Что ядовитая, и что смертельные, и что во Вьетнаме даже зубы нельзя чистить водой из-под крана, я вдосталь наслышался в Москве: и соответствующие официальные инструктажи были, и дружеские советы, справедливость которых я оценил на месте сразу же: тутошние голопузые мальчишки и те не решались окунуться ни в реку Хонгха, ни в огромное, посреди города, озеро. А Евтушенко сиганул не колеблясь. Поплавал, причем два или три раза с удовольствием нырнул, не спеша вышел, отфыркиваясь и раздвигая длинными руками змееподобные водоросли, по-собачьи встряхнул головой, светло улыбнулся нам и объявил, что вот теперь он свеж, как огурчик.
В этом весь Евтушенко. Если уж ломать спички – то все. Если ораторствовать, угодив волею случая в председательское место, то за всех. Если писать пьесу, да еще о датчанах, которые почему-то превратились в евреев, – то для всех театров мира. Если составлять антологию русской поэзии, то за все века, а коль нельзя за все, то хотя бы за десять.
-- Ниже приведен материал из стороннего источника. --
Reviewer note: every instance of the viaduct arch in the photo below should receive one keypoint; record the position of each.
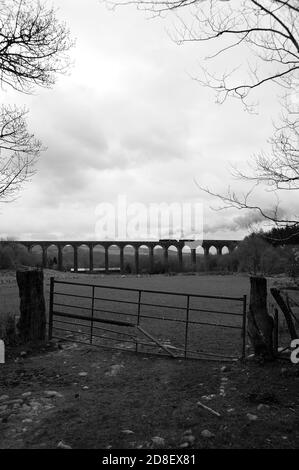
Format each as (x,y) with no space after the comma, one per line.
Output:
(121,245)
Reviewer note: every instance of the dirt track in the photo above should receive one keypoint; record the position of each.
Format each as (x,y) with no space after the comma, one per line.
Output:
(85,397)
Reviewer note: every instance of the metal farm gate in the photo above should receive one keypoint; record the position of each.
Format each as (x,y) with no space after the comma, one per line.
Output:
(180,325)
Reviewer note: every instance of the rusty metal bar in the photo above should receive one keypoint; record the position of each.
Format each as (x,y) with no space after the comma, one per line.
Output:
(103,286)
(50,331)
(244,328)
(92,314)
(186,327)
(138,318)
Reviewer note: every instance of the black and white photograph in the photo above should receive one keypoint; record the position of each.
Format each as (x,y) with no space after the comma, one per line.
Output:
(149,230)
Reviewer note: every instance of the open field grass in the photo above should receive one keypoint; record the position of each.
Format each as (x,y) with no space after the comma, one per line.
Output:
(210,339)
(115,399)
(169,324)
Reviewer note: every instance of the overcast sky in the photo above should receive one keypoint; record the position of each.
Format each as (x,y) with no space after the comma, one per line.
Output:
(128,119)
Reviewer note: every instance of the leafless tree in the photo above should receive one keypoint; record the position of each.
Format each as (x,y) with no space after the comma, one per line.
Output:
(19,151)
(33,49)
(269,28)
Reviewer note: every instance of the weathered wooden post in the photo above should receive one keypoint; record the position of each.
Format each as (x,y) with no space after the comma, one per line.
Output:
(32,322)
(260,323)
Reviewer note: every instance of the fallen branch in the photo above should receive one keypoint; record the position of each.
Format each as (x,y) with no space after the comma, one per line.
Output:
(209,409)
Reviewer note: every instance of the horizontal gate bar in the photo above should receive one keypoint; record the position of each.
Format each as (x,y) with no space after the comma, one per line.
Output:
(102,286)
(98,320)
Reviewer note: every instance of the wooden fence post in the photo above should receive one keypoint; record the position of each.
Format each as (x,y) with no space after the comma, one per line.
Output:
(32,322)
(260,323)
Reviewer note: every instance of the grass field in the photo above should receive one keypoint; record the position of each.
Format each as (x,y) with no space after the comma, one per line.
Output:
(122,305)
(114,399)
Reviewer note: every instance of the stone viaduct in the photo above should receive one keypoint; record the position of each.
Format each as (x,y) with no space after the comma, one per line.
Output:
(136,245)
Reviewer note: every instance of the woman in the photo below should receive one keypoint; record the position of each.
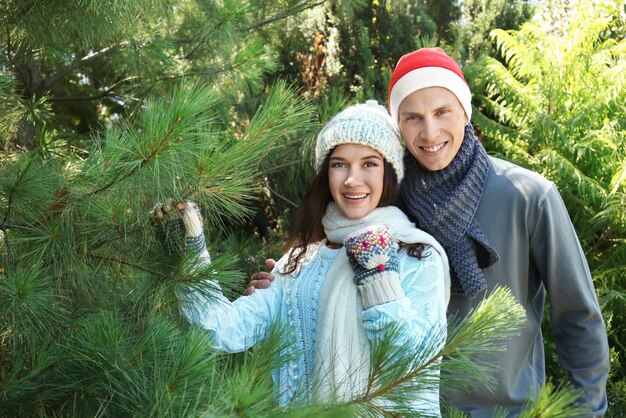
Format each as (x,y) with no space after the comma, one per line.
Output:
(344,282)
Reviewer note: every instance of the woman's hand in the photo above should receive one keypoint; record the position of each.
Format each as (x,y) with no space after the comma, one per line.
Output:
(370,251)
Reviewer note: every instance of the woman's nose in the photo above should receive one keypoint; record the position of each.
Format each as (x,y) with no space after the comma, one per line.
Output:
(353,179)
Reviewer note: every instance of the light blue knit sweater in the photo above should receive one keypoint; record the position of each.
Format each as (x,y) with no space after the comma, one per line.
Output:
(237,326)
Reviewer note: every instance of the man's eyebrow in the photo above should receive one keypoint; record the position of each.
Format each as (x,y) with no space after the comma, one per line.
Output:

И составил ведь, включив туда сотни талантливых русских стихотворцев, даже тех, кто его терпеть не мог, о чем он, конечно, знал, но – плевать! Было б у человека хотя бы одно хорошее стихотворение.
Следил и за прозой. Пристально и пристрастно следил – именно Евтушенко открыл Западу Юрия Казакова… А цикл его работ об Андрее Платонове! А восторженная, на газетную полосу, статья о Владимире Маканине, тогда еще отнюдь не увешанном литературными премиями! Многие ли сейчас помнят это?
Критик Евгений Сидоров, бывший ректор Литинститута, бывший министр культуры, автор первой и, по-моему, единственной на сегодняшний день книги о Евтушенко, весьма скромной по размеру, обмолвился в другой своей книге, куда более увесистой: «Стало модным топтать Евгения Евтушенко. В этой моде есть что-то подозрительное и нечестное. Стыдно, господа!».
К сожалению, сейчас я не могу вспомнить, на какой день недели выпало то ханойское утро, когда знаменитый советский поэт взбаламутил, к ужасу советского дипломата, смертоносные воды Индокитая, но мне хочется думать, что это опять-таки был вторник.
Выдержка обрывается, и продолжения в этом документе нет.